A positive charge of 1.0 * 10 ^ (-5) C experiences a force of 0.20 N when located at a certain point.What is the electric field intensity at that point ?
E =F/q
Well, if the positive charge is experiencing a force, it must be getting "charged" with some electrifying energy! Haha!

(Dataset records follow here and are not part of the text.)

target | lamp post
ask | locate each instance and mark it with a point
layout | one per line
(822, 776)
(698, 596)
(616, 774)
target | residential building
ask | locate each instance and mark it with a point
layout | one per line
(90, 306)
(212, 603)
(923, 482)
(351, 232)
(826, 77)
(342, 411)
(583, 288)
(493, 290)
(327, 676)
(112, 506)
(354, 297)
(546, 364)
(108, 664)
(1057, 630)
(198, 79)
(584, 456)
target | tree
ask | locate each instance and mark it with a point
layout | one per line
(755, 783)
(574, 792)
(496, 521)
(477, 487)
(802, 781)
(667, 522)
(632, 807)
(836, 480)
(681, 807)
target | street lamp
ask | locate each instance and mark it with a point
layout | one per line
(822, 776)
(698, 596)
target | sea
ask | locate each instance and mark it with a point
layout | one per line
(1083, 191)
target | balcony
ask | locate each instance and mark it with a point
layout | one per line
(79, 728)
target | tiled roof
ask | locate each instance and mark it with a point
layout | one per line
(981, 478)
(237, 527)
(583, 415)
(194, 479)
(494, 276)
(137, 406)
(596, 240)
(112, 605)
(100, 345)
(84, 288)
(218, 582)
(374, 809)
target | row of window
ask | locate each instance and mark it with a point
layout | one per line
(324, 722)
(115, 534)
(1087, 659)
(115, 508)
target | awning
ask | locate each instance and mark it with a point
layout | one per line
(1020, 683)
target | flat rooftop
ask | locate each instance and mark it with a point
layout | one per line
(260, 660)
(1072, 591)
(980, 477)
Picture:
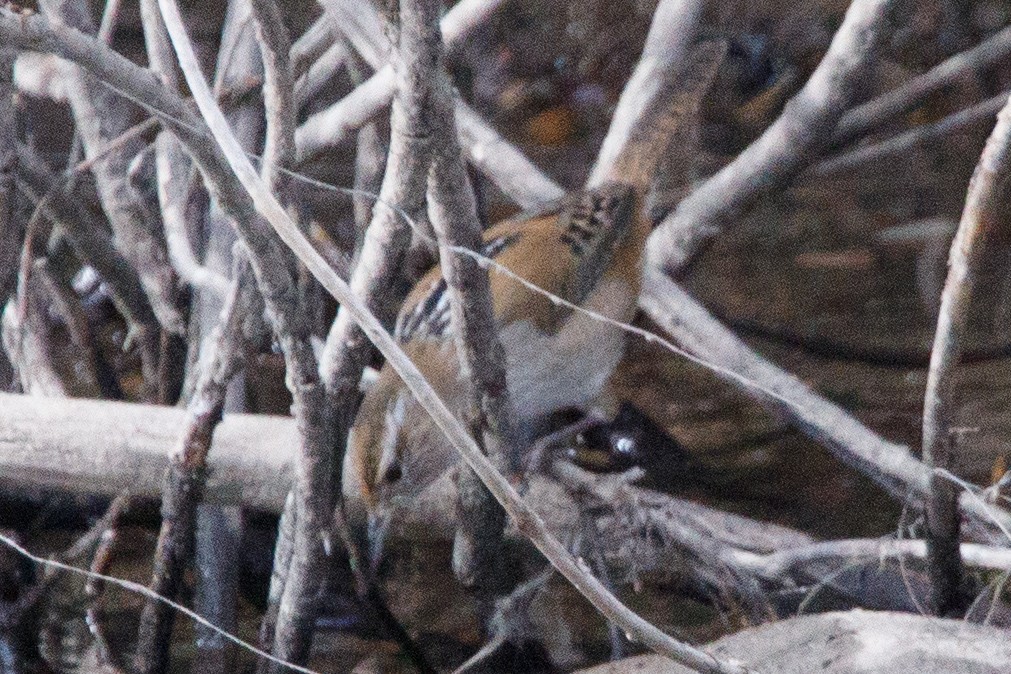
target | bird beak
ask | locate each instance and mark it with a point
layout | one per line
(378, 528)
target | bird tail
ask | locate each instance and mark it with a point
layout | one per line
(668, 122)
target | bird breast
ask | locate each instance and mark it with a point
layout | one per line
(568, 369)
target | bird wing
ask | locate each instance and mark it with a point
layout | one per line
(564, 252)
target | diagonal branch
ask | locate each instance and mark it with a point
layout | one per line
(789, 146)
(984, 216)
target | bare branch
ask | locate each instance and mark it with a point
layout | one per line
(91, 246)
(185, 479)
(902, 142)
(983, 217)
(320, 73)
(514, 173)
(278, 85)
(476, 553)
(100, 117)
(891, 465)
(310, 44)
(793, 141)
(528, 521)
(670, 33)
(9, 234)
(871, 115)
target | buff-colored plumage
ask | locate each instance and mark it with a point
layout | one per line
(586, 250)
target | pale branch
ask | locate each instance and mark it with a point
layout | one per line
(186, 476)
(320, 73)
(889, 464)
(869, 116)
(100, 116)
(501, 162)
(278, 91)
(670, 34)
(453, 211)
(91, 245)
(314, 480)
(9, 227)
(310, 44)
(485, 148)
(26, 339)
(983, 218)
(786, 148)
(903, 142)
(52, 444)
(528, 520)
(175, 171)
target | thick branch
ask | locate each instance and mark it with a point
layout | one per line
(984, 216)
(790, 145)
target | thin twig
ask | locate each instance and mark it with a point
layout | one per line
(670, 33)
(453, 210)
(186, 477)
(10, 236)
(100, 116)
(983, 217)
(310, 44)
(793, 141)
(89, 243)
(174, 168)
(890, 465)
(320, 73)
(362, 24)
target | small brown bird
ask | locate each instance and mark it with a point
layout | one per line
(586, 249)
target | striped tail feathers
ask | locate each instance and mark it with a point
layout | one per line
(669, 122)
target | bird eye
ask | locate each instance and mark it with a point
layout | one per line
(625, 446)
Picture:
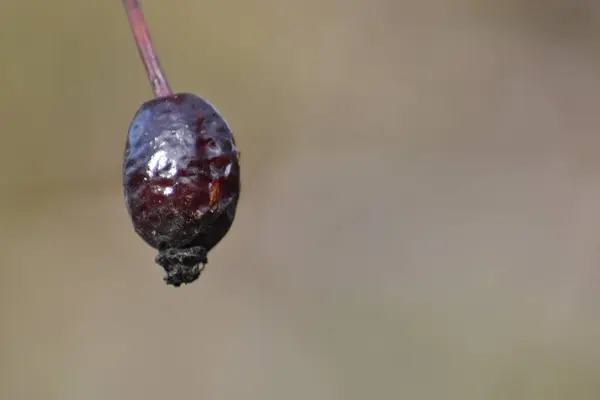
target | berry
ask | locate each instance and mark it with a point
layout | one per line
(181, 171)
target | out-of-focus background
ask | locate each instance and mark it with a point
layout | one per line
(420, 216)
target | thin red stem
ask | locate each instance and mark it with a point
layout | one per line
(139, 28)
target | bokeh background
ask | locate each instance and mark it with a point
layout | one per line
(420, 216)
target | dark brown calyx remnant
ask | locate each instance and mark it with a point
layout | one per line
(181, 181)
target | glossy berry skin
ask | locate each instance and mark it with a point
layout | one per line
(181, 181)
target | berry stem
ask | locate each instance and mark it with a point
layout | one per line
(139, 28)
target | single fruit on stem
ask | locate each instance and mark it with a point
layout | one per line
(181, 171)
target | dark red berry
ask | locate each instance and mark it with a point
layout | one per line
(181, 171)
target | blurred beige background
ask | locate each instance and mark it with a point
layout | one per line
(420, 216)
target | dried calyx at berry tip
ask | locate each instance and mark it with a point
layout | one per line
(181, 170)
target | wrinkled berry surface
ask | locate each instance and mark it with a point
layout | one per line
(181, 181)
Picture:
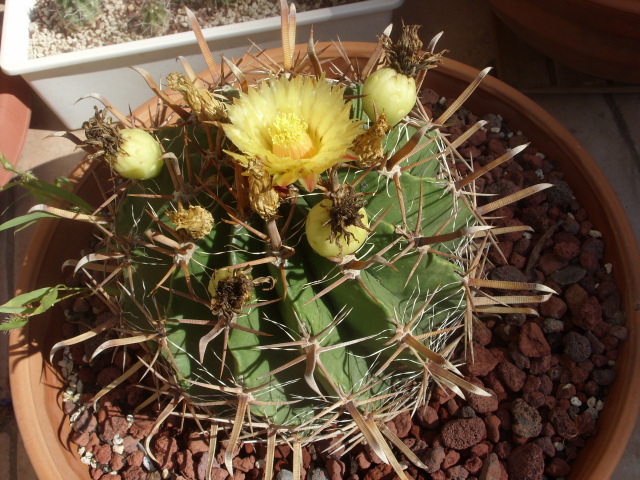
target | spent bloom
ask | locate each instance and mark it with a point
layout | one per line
(297, 128)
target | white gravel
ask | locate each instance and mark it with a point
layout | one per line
(117, 23)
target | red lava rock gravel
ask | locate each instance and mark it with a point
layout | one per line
(549, 374)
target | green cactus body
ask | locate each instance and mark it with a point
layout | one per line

To find the electric field intensity at that point, we can use the formula:
Electric Field Intensity = Force / Charge
So, plugging in the numbers from your question:
Electric Field Intensity = 0.20 N / 1.0 * 10^(-5) C
Calculating it out, we get:
Electric Field Intensity = 20,000 N/C
That's quite an electrifying field! Just make sure you don't get too charged up around it!
To find the electric field intensity at a certain point, you can use the formula:
Electric Field Intensity (E) = Force (F) / Charge (Q)
Given:
Charge (Q) = 1.0 * 10^(-5) C
Force (F) = 0.20 N
Substituting the values into the formula, we get:
E = F / Q
E = 0.20 N / 1.0 * 10^(-5) C
E = 0.20 N / 0.00001 C
E = 20,000 N/C
Therefore, the electric field intensity at that point is 20,000 N/C.
To find the electric field intensity at a certain point, we can use Coulomb's Law, which states that the force between two charges is directly proportional to the product of their charges and inversely proportional to the square of the distance between them.
Coulomb's Law is given by the equation:
F = k * q1 * q2 / r^2
where:
F is the magnitude of the force between the charges,
k is Coulomb's constant, which is approximately 9.0 * 10^9 Nm^2/C^2,
q1 and q2 are the magnitudes of the two charges, and
r is the distance between the charges.
In this case, we have a positive charge of magnitude 1.0 * 10^(-5) C experiencing a force of 0.20 N. We can rearrange Coulomb's Law to solve for the electric field intensity (E):
E = F / q1
Substituting the given values, we have:
E = 0.20 N / (1.0 * 10^(-5) C)
Calculating this expression gives us the electric field intensity at that point.